Department of Rehabilitation Medicine, The Second Xiangya Hospital of Central South University, Renmin Road No. 139, Furong District, Changsha, 410000, Hunan, China.
Department of Adult Rehabilitation, Xiangya Boai Rehabilitation Hospital, Changsha, Hunan, China.
BMC Pulm Med. 2023 Jul 27;23(1):276. doi: 10.1186/s12890-023-02563-9.
The main aim of this systematic review was to determine the effectiveness of postoperative rehabilitation interventions that include breathing exercises as a component to prevent atelectasis in lung cancer resection patients.
In this review, we systematically and comprehensively searched the Cochrane Library, PubMed, EMBASE, and Web of Science in English and CNKI and Wanfang in Chinese from 2012 to 2022. The review included any randomized controlled trials focusing on the effectiveness of postoperative rehabilitation interventions that include breathing exercises to prevent pulmonary atelectasis in lung cancer patients. Participants who underwent anatomic pulmonary resection and received postoperative rehabilitation interventions that included breathing exercises as a component were included in this review. The study quality and risks of bias were measured with the GRADE and Cochrane Collaboration tools, and statistical analysis was performed utilizing RevMan 5.3 software.
The incidence of atelectasis was significantly lower in the postoperative rehabilitation intervention group (OR = 0.35; 95% CI, 0.18 to 0.67; I2 = 0%; P = 0.67) than in the control group. The patients who underwent the postoperative rehabilitation program that included breathing exercises (intervention group) had higher forced vital capacity (FVC) scores (MD = 0.24; 95% CI, 0.07 to 0.41; I = 73%; P = 0.02), forced expiratory volume in one second (FEV1) scores (MD = 0.31; 95% CI, 0.03 to 0.60; I = 98%; P < 0.01) and FEV1/FVC ratios (MD = 9.09; 95% CI, 1.50 to 16.67; I = 94%; P < 0.01).

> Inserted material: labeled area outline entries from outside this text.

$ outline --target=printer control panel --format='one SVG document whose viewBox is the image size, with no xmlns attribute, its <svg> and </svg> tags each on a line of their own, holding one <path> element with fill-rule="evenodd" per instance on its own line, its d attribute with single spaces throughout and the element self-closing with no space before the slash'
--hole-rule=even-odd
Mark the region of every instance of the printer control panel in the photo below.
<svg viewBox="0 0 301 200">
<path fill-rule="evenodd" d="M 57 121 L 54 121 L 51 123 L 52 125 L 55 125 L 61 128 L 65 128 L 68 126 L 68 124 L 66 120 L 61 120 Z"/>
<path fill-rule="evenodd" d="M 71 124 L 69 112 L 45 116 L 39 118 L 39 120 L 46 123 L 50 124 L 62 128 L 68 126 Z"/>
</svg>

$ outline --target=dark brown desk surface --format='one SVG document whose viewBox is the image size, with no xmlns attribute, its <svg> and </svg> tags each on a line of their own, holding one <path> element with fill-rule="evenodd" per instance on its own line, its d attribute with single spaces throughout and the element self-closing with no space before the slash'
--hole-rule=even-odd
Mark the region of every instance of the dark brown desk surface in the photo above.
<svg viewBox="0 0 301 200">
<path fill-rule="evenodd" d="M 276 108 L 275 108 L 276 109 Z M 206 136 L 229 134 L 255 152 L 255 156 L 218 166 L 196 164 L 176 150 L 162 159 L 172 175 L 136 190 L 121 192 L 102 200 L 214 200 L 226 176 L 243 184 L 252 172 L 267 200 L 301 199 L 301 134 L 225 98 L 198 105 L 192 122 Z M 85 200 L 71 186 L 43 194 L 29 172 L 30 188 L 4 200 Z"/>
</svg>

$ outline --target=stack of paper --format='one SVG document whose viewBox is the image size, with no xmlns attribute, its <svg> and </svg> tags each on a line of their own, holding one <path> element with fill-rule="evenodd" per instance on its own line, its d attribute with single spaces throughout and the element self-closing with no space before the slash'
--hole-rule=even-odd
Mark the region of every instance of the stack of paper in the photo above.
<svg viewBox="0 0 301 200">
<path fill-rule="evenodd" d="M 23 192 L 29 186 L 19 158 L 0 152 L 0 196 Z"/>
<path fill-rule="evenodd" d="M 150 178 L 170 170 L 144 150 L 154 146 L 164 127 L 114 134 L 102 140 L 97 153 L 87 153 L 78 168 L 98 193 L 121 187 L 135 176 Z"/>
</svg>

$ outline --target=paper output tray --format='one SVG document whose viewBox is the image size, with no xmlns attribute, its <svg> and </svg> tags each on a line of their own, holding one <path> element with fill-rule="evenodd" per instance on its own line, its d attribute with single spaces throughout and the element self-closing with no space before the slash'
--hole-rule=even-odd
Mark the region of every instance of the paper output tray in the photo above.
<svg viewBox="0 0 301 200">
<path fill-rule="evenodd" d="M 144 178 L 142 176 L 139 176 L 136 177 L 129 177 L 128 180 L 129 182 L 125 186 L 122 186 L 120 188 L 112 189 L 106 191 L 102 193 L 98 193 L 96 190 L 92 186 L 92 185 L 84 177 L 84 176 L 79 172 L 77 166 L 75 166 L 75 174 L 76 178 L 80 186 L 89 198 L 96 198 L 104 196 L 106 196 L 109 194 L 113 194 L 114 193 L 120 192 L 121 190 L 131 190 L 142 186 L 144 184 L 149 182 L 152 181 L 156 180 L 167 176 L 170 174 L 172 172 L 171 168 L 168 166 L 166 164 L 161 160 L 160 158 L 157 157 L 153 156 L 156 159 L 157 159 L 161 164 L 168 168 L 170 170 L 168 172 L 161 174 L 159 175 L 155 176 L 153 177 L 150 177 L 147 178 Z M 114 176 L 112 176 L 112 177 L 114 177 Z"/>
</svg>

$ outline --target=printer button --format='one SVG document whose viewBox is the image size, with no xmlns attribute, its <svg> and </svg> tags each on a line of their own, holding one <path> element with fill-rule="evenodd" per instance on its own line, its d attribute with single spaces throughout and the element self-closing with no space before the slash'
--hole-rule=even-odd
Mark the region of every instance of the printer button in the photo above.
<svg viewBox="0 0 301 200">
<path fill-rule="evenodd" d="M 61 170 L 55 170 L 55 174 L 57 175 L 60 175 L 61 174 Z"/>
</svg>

Postoperative rehabilitation interventions that included breathing exercises decreased the incidence rate of atelectasis and improved lung function by increasing the FVC, FEV1, and FEV1/FVC ratio.
本系统评价的主要目的是确定包含呼吸练习的术后康复干预措施预防肺癌切除术患者肺不张的有效性。
本综述系统全面地检索了 Cochrane 图书馆、PubMed、EMBASE 和 Web of Science 英文数据库以及中国知网和万方数据知识服务平台 2012 年至 2022 年收录的研究。本综述纳入了所有聚焦于包含呼吸练习的术后康复干预措施预防肺癌患者术后肺不张的有效性的随机对照试验。本综述纳入了接受解剖性肺切除术并接受包含呼吸练习的术后康复干预的患者。使用 GRADE 和 Cochrane 协作工具对研究质量和偏倚风险进行了评估,并使用 RevMan 5.3 软件进行了统计分析。
术后康复干预组(OR=0.35;95%CI,0.18 至 0.67;I²=0%;P=0.67)的肺不张发生率明显低于对照组。接受包含呼吸练习的术后康复方案的患者(干预组)用力肺活量(FVC)评分更高(MD=0.24;95%CI,0.07 至 0.41;I=73%;P=0.02),一秒用力呼气量(FEV1)评分更高(MD=0.31;95%CI,0.03 至 0.60;I=98%;P<0.01),FEV1/FVC 比值更高(MD=9.09;95%CI,1.50 至 16.67;I=94%;P<0.01)。
包含呼吸练习的术后康复干预措施通过增加 FVC、FEV1 和 FEV1/FVC 比值降低了肺不张的发生率,改善了肺功能。